I would just say that whatever data -- when you look at various parts of the data, anywhere from 2% to 12% of patients wind up in the ICU. And that includes those that are vaccinated, and it includes the data out of Israel as well. So the problem is that there's always going to be breakthroughs. And given the large numbers, as Silviu mentioned, there's still going to be a need for those in the ICU.Regarding vaccination, until the world is fully vaccinated, and even in that case, which is sort of an implausible type of situation, there's going to be variants. And so there'll always be this catch-up between vaccinations. And that's why there's such an emphasis now on therapeutics that are required both early in the treatment and where we're studying late in the disease when people wind up in ICU.
Right. And just for Novartis' relationship, they're obviously obliged to fund next study with non-COVID ARDS focus. So in terms of, I guess, the next study for COVID ARDS that we're pursuing for EUA, am I correct to understand that the funding for this will rest on Mesoblast? Or are the -- or is that part of...
I think that's too early to say. At this stage, all potential options are on the table. We will come back and be able to discuss that in more detail at a later time point.
That does bring us to the end of today's call. I'll now hand back to Dr. Itescu for closing remarks.

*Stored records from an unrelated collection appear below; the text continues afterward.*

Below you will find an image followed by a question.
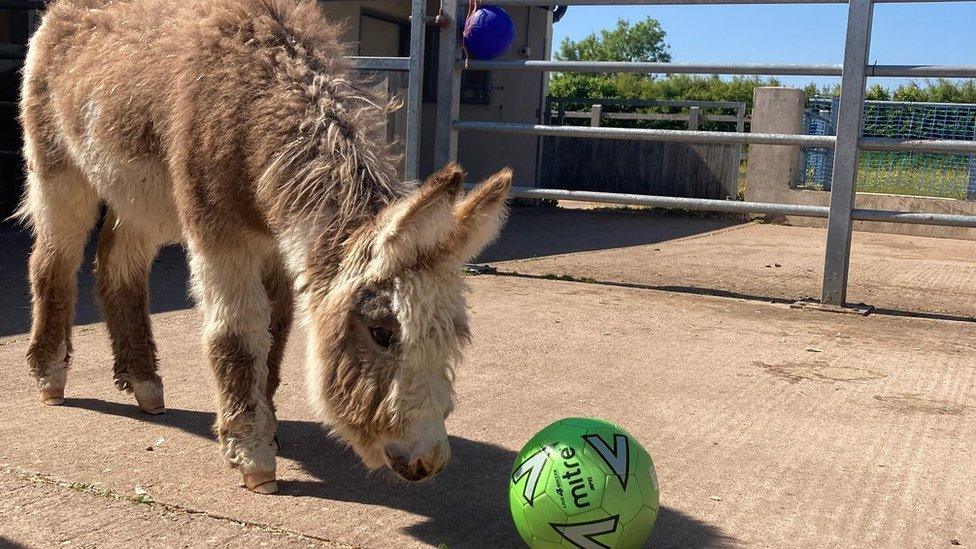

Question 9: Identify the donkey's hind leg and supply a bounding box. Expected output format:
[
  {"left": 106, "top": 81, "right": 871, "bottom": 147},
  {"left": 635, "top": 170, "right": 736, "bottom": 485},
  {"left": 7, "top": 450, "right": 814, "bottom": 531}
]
[
  {"left": 262, "top": 253, "right": 294, "bottom": 452},
  {"left": 95, "top": 209, "right": 166, "bottom": 414},
  {"left": 189, "top": 232, "right": 278, "bottom": 494},
  {"left": 17, "top": 167, "right": 98, "bottom": 406}
]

Thank you, everybody, for listening to our financial results for the year. It's been a difficult year, no doubt. We were disappointed by the initial setback. We had hoped that remestemcel would have gotten approval in the first instance. But nonetheless, we have regrouped, and we're very excited by where we are today with respect to the potential for remestemcel to be approved moving forward for both acute graft versus host disease and under an emergency use authorization potentially for COVID ARDS. And that is -- we will be able to update the market in short order on our ongoing discussions with the FDA and as well as our discussion with our potential strategic partners.Thank you very much, everybody.
That does conclude our conference for today. Thank you for participating. You may now disconnect.